20.10.2021
Durchbruch am Tunnel des Nations

​Es ist geschafft. Sichtbar emotional verfolgt das Team, das seit Monaten mit Herzblut an dem Tunnel gearbeitet hat, zusammen mit den geladenen Gästen den Durchbruch. «Es war eine komplexe Aufgabe, mit vielen Herausforderungen und Anpassungen aufgrund der hier vorherrschenden schwierigen Hydrogeologie», weiss der Projektleiter der Marti Tunnel AG, Paul Freudiger, zu berichten. Enormer Wasserzutritt führte zu diversen Unterbrüchen, mehrmals musste die Vorgehensweise angepasst und neue Massnahmen umgesetzt werden. 

Zudem musste der Baubetrieb im Frühjahr 2020 über mehrere Wochen eingestellt werden, da der Kanton Genf einen Corona-bedingten Baustopp verfügte. «Wir haben bei dem Projekt viel über Geduld gelernt», erzählt Paul Freudiger. Normalerweise ist das Ziel der Tunnelbauer, möglichst schnell und effizient durch den Berg zu kommen. Die lange Zeit, die hier für eine relativ kurze Strecke benötigt wurde, sei eine ganz neue Erfahrung gewesen. Bei der es immens wichtig war, die Nerven nicht zu verlieren. Das erfahrene Baustellen-Team habe diese Herausforderung aber mit der notwendigen Gelassenheit gemeistert und damit zum Ziel gebracht.

Der Tunnel des Nations ist, neben dem Ausbau des Autobahnkreuzes Grand-Saconnex, ein Teilprojekt von dem grossen Infrastrukturprojekt Route des Nations. Dereinst wird damit eine direkte Verbindung von der A1 auf Höhe Flughafen Genève Aeroport zum Quartier des Nations und weitergehend zu der Route de Lausanne geschaffen. Der Tunnel besteht aus einem 480 m langen bergmännischen Teilstückes, und einer 380 m langen überdachten Tagbaustrecke. 

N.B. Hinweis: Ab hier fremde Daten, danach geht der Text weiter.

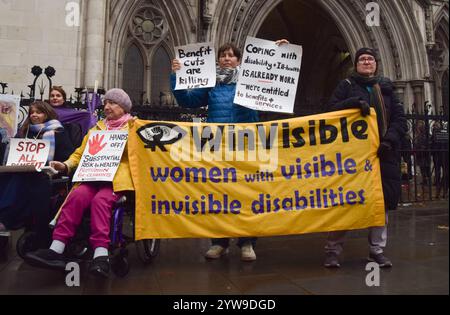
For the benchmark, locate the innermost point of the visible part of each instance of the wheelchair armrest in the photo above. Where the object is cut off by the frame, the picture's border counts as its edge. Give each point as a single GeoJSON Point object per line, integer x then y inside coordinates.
{"type": "Point", "coordinates": [59, 180]}
{"type": "Point", "coordinates": [121, 202]}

Im September 2017 wurden die Arbeiten am Installationsplatz und den beiden Portalen Colovrex und Appia aufgenommen. Mit strategisch platzierten Pumpen wurde der Grundwasserspiegel gesenkt und überwacht. Anschliessend wurde vom Portal Colovrex mit dem Ausbruch zweier parallel verlaufenden kleineren Stollen, sogenannten Ulmenstollen, der Vortrieb gestartet. 

Kurz vor dem Durchschlag bei Portal Appia musste dieser Vortrieb aufgrund eines unterwartet starken Wassereintritts gestoppt werden. Eine wasserführende Zone machte den Weiterbetrieb vorerst unmöglich. Die Problemlösung mit dem Bau einer injektionsabgedichteten Wanne, in die das Wasser abgeleitet werden konnte, erwies sich als sehr zeit- und arbeitsintensiv.

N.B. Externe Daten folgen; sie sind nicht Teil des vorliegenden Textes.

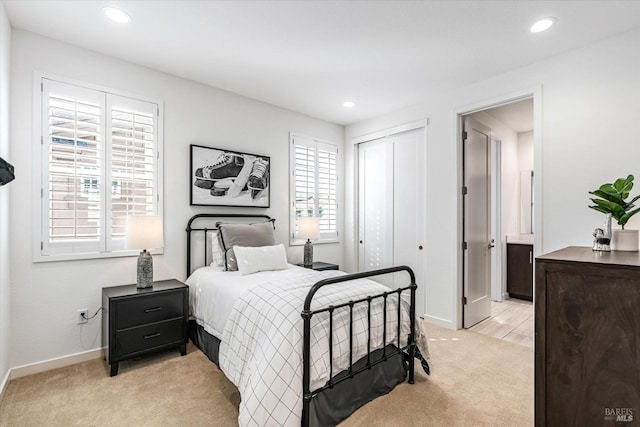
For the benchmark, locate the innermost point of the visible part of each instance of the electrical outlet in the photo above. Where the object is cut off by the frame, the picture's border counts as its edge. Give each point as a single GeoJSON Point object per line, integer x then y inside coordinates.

In der Zwischenzeit wurde beim Portal Colovrex der Kalottenvortrieb mit Rohrschirm und Spritzbeton gestartet. In die beiden Ulmenstollen waren massive Widerlager betoniert worden, um die Kalotte abzustützen und den Kräften des Terrains entgegenzuwirken. Fortwährend auftretende geologische Störungen und die anspruchsvolle und heikle Hydrogeologie führten jedoch zu regelmässigen Unterbrüchen im Vortrieb. Wiederholt mussten Bereiche mit dringlichen Massnahmen gesichert und mit hybriden Bodeninjektionen verfestigt werden. Ab März 2021 konnte dann auch der Gegenvortrieb ab dem Portal Appia starten, nachdem dort die Ulmenstollen endlich fertiggestellt waren. Und nun, im Oktober 2021, erfolgte der erleichternde Durchschlag.

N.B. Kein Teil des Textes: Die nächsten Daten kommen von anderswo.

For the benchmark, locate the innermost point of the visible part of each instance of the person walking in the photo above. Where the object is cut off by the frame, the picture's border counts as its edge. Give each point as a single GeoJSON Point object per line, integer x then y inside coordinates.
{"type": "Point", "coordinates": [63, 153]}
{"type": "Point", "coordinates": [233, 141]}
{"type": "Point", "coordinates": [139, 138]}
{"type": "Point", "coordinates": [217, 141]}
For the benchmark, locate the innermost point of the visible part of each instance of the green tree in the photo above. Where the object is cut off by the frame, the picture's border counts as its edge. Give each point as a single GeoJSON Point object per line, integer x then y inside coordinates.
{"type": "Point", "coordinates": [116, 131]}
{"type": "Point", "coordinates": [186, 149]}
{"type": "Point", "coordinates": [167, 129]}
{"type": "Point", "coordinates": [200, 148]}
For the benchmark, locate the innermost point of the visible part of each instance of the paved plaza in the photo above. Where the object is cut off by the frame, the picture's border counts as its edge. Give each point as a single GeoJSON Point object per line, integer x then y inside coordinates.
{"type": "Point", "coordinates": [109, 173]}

Das Konsortium Groupement Marti Nations zeichnet sich durch eine grosse Diversität von Arbeiten an dem hochintensiven Projekt aus. Neben dem Untertagebau der Marti Tunnel AGkümmerte sich Marti Construction SA Meyrin um den Betonbau am Tagbautunnel und den Erdbau vor Ort. Der Spezialtiefbau von Marti AG Bern nahm sich der Baugrubensicherung am Portal Appia mit Bohrpfählen und Schlitzwänden an, für die Grundwasserabsenkung und deren Überwachung zeigte sich Alwatec verantwortlich und Marti Technik lieferte die notwendigen logistischen Lösungen, wie z.B. das Kieswerk auf dem Installationsplatz und die Innenringschalungen. Und nicht zuletzt waren Renesco mit ihren Hybridinjektionen massgeblich an der Sicherung Störzonen beteiligt. Beim anschliessenden Tunnelausbau werden sie zudem noch die üblichen Abdichtungsarbeiten der Tunnelwände ausführen.